Sound Advice: New Politics (Feb. 17)

The Danish Indie Pop group plays Bogart's

click to enlarge New Politics - Photo: Brendan Walter
Photo: Brendan Walter
New Politics

Nearly 12 years ago, vocalists and talented multi-instrumentalists David Boyd and Soren Hansen began writing songs together for the respective solo projects they were pursuing. After three years of collaboration that netted 300 songs, the Copenhagen, Denmark natives realized they were no closer to finishing their solo projects, primarily because they had morphed into a band. The pair impulsively entered two of their compositions into a Danish songwriting competition before they had named their band, or even fleshed out the lineup.
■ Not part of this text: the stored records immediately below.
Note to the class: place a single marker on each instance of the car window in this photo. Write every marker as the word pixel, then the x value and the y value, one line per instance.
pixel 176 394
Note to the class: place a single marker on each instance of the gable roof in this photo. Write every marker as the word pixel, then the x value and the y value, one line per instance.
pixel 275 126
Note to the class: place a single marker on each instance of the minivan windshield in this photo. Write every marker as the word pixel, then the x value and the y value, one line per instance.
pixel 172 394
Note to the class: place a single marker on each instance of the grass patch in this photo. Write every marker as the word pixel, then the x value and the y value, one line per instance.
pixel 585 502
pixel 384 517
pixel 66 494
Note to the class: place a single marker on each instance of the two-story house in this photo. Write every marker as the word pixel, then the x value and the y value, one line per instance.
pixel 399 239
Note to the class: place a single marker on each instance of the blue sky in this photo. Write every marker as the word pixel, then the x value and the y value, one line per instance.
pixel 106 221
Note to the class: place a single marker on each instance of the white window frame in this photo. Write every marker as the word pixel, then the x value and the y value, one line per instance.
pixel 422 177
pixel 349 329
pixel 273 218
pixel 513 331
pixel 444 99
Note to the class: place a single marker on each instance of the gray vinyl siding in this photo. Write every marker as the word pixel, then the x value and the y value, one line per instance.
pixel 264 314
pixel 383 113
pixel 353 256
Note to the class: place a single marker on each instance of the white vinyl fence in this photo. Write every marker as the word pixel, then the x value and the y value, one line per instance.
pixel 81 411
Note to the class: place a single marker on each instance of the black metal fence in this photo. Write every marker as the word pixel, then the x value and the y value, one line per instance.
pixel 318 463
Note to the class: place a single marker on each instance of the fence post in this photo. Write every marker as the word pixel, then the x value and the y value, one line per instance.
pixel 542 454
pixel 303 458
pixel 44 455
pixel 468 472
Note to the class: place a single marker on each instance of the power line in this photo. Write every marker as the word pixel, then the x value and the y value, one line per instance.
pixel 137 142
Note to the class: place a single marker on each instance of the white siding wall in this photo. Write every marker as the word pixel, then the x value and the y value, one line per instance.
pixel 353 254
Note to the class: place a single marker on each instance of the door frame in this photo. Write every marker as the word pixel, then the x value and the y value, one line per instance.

After initially placing well in the contest, the pair engaged drummer Poul Amaliel and dubbed their trio New Politics. The newly minted group made the final four in the contest, played in one of Denmark’s biggest music festivals and scored a label contract with RCA.

After back-to-back tours of the U.K. and the U.S., the band made the decision to relocate to New York, ultimately settling in the Williamsburg area of Brooklyn. New Politics’ self-titled debut came out in 2010 and the single “Yeah Yeah Yeah” was a hit. Although some critics dinged the band for being slightly too derivative of its influences, they’d made a satisfying Pop/Punk/Dance album for fans of Nirvana, Pixies, The Strokes, Red Hot Chili Peppers and Franz Ferdinand. After opening for 30 Seconds to Mars on a fall tour, Amaliel left the band and returned to Denmark. He was immediately replaced by the versatile Louis Vecchio.

After the 2013 release of A Bad Girl in Harlem and the success of the “Harlem” single, New Politics spent much of the year opening shows for Fall Out Boy, Pink and Panic! at the Disco, which led to a headlining tour in 2014. The band then signed with DCD2 Records, owned and operated by FOB’s Pete Wentz and Patrick Stump and distributed by Warner Brothers. New Politics’ first album for the label was 2015’s Vikings, followed last fall by the reflective and powerful Lost in Translation, which featured a cameo from Weezer frontman Rivers Cuomo on “Tell Your Dad.”